The week’s passages
A roundup of notable obituaries for the week ending Jan. 11.
Fred Cordova, 82, of Seattle, an outspoken advocate for economic justice, racial equality and ethnic identity who also founded and led local and national organizations for Filipino Americans — prompting U.S. Rep. Jim McDermott to praise him as “an irreplaceable part of Seattle’s civil-rights history and a giant within its Filipino community” — died Dec. 21 of complications from an illness.
Franklin McCain, 73, a research chemist and sales executive who as a college freshman in 1960 helped spark a movement of nonviolent sit-in protests across the South by occupying a segregated Woolworth’s lunch counter in Greensboro, N.C., died Thursday in Greensboro of respiratory complications.
Eusebio da Silva Ferreira, 71, who was born into poverty in Mozambique and became one of the world’s top soccer scorers, died of heart failure last Sunday in Lisbon, Portugal.
Run Run Shaw, 106, who built the Shaw Bros. movie studio into the largest in Asia in the 1960s and ’70s, popularized the kung fu genre around the world and later became a major philanthropist, died Tuesday in Hong Kong.
Dale Mortensen, 74, a native of Enterprise, Ore., and a longtime Northwestern University professor who shared the Nobel economics prize with two other Americans in 2010 for their work explaining how unemployment can remain high despite a large number of job openings, died Thursday in Wilmette, Ill. No cause of death was given.

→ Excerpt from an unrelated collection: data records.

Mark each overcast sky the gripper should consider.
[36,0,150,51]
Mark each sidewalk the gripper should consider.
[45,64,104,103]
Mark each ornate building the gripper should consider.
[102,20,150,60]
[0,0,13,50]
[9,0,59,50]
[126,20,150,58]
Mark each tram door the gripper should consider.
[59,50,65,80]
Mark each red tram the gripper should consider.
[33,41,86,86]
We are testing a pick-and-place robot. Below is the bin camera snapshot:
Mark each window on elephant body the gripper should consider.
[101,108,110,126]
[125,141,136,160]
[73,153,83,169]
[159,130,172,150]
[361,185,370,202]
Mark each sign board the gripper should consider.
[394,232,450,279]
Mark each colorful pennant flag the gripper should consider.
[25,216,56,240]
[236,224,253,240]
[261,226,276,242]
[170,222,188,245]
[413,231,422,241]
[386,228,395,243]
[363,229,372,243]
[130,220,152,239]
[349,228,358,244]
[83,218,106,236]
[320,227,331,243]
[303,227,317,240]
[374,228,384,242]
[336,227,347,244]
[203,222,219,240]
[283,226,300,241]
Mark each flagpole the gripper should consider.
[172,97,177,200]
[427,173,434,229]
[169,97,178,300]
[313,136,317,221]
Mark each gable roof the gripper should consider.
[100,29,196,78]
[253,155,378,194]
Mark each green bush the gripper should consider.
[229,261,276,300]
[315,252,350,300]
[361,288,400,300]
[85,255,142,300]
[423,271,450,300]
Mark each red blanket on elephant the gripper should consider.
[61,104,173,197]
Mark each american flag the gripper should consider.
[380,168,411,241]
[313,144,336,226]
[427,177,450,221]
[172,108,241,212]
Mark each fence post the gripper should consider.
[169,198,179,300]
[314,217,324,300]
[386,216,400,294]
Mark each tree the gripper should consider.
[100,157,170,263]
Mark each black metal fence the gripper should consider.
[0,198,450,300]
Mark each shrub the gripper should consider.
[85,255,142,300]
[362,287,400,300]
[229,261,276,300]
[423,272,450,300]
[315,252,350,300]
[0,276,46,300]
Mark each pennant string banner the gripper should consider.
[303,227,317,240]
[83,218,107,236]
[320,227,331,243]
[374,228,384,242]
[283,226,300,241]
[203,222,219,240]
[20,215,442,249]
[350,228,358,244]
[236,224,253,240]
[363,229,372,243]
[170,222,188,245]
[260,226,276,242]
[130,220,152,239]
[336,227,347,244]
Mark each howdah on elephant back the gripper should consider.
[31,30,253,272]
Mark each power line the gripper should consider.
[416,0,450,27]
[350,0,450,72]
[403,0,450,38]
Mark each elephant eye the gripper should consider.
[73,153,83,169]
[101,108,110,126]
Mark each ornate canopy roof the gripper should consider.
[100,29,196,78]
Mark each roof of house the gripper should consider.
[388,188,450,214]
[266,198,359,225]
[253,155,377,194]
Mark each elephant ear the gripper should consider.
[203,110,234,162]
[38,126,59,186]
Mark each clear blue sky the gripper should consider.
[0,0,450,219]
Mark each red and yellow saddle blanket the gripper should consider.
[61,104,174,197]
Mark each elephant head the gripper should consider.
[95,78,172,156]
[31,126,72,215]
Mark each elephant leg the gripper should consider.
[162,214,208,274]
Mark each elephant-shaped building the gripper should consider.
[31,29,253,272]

C.T. Hsia, 92, a scholar who helped introduce modern Chinese literature to the West in the 1960s, providing the first English translations of writers who are now widely recognized, died Dec. 29 in Manhattan.
Amiri Baraka, 79, a poet and playwright of pulsating rage, whose long illumination of the black experience in America was called incandescent in some quarters and incendiary in others, died Thursday in Newark, N.J. He had been ill for some time.
Al Porcino, 88, lead trumpeter in some of the most celebrated big bands in jazz, died Dec. 31 in Munich after a fall.
Carmen Zapata, 86, a TV, stage and film actress who responded to the dearth of challenging roles for Latinos by launching a bilingual theater company in Los Angeles four decades ago, died last Sunday in Los Angeles’ San Fernando Valley. She had heart problems.
Jerry Coleman, 89, a former fighter pilot who played in six World Series as an infielder for the New York Yankees but who made his most lasting mark as a broadcaster, first for the Yankees and then more indelibly for the San Diego Padres, died last Sunday in San Diego of complications from a fall.
Larry Speakes, 74, who became the public face of Ronald Reagan’s presidency when a would-be assassin’s bullet gravely wounded his boss, press secretary James Brady, and who served in that position from 1981 to 1987, died Friday in Cleveland, Miss. He had Alzheimer’s disease.
Anna E. Crouse, 97, a onetime actress whose fondest Broadway dream — a healthy Manhattan theater district and affordable tickets for young people — was realized when she helped establish the TKTS booth in Duffy Square, died Dec. 29 in Manhattan.
Saul Zaentz, 92, accomplished movie and music producer (he won best-picture Oscars for “One Flew Over the Cuckoo’s Nest,” “Amadeus” and “The English Patient”), died Jan. 3 in San Francisco.